As load is steadily passed to the growth centers the vascular supply is greatly compromised and heel growth shuts down. This can be demonstrated with comparative venograms. As a rule, the higher the scale the greater the imbalance of toe to heel growth on the low profile foot. This DDFT tension laxity closely resembles the relationship of the pastern to the hoof capsule that occurs following a DDFT tenotomy, a procedure that allows the pastern bones to sag, shifting load to the posterior aspect of the coffin joint/navicular area and associated components of the heel.
Figure 3: Left: Estimating depth of heel and digital cushion. Right: Frayed heel tubules are one of the first signs of heel crush.

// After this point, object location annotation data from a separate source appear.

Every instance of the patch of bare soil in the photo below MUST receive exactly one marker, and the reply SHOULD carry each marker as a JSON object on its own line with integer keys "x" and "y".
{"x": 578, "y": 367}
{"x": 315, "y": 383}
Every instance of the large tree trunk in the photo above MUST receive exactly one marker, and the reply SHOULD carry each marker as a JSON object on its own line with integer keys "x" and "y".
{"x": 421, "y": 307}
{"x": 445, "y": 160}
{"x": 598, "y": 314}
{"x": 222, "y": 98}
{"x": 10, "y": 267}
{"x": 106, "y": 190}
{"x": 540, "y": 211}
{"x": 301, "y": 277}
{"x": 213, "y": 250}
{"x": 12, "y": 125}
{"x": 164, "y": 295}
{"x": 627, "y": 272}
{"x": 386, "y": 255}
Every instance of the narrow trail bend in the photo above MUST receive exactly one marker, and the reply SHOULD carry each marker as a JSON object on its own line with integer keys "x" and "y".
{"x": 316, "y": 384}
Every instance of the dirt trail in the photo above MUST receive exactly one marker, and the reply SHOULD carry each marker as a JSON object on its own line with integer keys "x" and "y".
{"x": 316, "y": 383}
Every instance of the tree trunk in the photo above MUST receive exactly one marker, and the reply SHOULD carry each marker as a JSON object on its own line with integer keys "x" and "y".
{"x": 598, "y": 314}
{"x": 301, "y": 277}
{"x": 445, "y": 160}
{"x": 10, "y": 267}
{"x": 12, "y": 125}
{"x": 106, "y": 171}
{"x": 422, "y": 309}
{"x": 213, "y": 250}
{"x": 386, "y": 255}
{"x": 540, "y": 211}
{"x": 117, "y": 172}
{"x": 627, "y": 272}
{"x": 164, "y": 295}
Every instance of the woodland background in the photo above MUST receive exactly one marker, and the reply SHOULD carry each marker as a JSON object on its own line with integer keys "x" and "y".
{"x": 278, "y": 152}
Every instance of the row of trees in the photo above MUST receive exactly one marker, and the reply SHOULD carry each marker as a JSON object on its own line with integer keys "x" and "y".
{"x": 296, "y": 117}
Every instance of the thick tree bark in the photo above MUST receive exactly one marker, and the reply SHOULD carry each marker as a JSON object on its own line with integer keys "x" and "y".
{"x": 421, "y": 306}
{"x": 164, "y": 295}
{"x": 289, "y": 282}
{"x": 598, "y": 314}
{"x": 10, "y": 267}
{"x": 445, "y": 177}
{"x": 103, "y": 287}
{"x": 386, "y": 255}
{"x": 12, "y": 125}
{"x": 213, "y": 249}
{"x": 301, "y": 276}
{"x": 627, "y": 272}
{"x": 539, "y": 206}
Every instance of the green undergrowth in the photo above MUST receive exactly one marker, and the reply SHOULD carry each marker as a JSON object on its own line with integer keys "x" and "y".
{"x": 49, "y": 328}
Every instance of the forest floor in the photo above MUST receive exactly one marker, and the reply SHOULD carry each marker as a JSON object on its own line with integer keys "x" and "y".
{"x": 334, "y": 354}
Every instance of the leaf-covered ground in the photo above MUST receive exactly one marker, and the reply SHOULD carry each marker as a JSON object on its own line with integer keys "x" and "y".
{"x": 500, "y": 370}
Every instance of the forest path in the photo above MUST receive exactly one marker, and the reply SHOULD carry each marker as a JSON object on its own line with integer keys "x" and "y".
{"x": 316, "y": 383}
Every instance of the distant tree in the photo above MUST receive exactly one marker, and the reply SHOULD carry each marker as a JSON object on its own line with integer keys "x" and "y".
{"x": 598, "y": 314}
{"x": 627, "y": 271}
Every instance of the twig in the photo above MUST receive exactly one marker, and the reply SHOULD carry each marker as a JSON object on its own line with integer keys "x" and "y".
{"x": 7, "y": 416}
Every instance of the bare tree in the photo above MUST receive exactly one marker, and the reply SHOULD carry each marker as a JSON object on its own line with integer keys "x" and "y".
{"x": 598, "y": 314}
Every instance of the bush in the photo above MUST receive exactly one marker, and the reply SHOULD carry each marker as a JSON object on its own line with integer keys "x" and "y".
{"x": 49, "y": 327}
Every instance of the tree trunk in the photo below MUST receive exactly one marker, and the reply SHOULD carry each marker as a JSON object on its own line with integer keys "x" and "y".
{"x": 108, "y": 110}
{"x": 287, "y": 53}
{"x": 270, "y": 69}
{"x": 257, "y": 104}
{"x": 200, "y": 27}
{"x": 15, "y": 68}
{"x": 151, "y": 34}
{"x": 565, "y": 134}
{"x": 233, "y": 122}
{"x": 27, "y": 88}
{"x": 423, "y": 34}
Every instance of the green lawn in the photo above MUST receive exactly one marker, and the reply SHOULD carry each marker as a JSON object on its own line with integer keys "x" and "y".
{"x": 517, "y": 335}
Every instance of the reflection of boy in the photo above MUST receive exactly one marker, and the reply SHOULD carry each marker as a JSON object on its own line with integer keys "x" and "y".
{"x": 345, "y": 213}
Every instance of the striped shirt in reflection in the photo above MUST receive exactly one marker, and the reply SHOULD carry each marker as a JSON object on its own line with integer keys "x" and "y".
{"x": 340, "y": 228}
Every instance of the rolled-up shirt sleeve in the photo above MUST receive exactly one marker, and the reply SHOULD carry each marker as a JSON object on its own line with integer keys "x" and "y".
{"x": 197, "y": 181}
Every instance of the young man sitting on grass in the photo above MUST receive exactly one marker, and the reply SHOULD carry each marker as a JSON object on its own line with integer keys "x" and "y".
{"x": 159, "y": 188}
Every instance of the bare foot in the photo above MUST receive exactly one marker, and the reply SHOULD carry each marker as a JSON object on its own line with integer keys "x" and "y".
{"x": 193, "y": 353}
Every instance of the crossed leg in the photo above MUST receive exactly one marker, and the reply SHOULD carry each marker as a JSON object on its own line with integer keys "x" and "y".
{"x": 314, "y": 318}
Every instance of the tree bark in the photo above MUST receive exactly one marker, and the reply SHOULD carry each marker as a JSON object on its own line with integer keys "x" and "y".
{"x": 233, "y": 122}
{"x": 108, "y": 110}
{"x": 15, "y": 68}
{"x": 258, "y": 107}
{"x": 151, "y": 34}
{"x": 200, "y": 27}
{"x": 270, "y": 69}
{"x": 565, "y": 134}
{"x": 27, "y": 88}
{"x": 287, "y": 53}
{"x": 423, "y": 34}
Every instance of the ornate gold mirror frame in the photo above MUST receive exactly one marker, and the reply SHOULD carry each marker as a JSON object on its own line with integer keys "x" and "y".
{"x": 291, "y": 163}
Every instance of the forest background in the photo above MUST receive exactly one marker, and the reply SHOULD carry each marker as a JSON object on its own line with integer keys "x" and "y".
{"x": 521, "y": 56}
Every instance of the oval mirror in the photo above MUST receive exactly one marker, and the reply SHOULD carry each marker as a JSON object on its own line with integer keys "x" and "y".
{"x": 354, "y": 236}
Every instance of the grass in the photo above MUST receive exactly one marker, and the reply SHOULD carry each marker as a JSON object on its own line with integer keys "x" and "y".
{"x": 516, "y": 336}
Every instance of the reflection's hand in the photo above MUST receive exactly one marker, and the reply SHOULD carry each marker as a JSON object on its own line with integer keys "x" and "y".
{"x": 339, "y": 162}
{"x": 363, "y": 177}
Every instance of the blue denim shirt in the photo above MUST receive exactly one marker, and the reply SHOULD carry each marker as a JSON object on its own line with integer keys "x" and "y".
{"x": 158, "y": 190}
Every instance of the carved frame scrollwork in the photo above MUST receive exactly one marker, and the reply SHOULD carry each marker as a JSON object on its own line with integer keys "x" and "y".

How does this happen? The physics of the syndrome are very simple and quite clear if we focus on the function of the DDFT. The club foot results from increased DDFT tension and suspension function. The opposite foot apparently has the same degree of hypo-function; lack of suspension allows excessive internal heel loading that quickly surpasses the limitations of cushion load and recall. As the cushion fails the tubules fail, and the capsule quickly alters the natural growth patterns. One component does not fail alone but affects adjoining support structures.
The hind foot on the same side of the horse as the club foot also has distinct characteristics that clearly distinguish it from the opposite hind foot. Even the hind foot that follows a grade 1 club will have a lower profile hoof angle, lower heel and less than healthy digital cushion depth, much like that of the low heel in front. Why this occurs is unknown at this time, but it is the author's hypothesis that both are closely related and the result of the club syndrome.
A low beam, soft tissue lateral radiograph taken 4-6 weeks post trim or shoeing is very helpful to evaluate the severity of a club foot and determine optimum management options. Radiographs made shortly after trimming or shoeing often fail to clearly describe the significance of the syndrome as the PA, sole depth, digital breakover and HL zone are usually altered with the trimming process.
Figure 4: Standing the horse on two blocks with the head held straight and low beam penetration can help assure a more accurate radiographic image.
Figure 5: Lateral low beam soft tissue view vs. high beam. Note the lower beam projection reveals one branch of the shoe, which is vital for measuring sole depth and PA.
This protocol allows for accurate evaluation of sole depth and other valuable soft tissue parameters. It is also helpful to see the dermal/epidermal (DE) zone on all lateral soft tissue detail film. This zone describes the horn (H) and laminae (L) and as a rule evenly divides the HL zone. If the H zone appears quite narrow closer to the toe, this indicates that the toe was backed up (rasped off) by the farrier.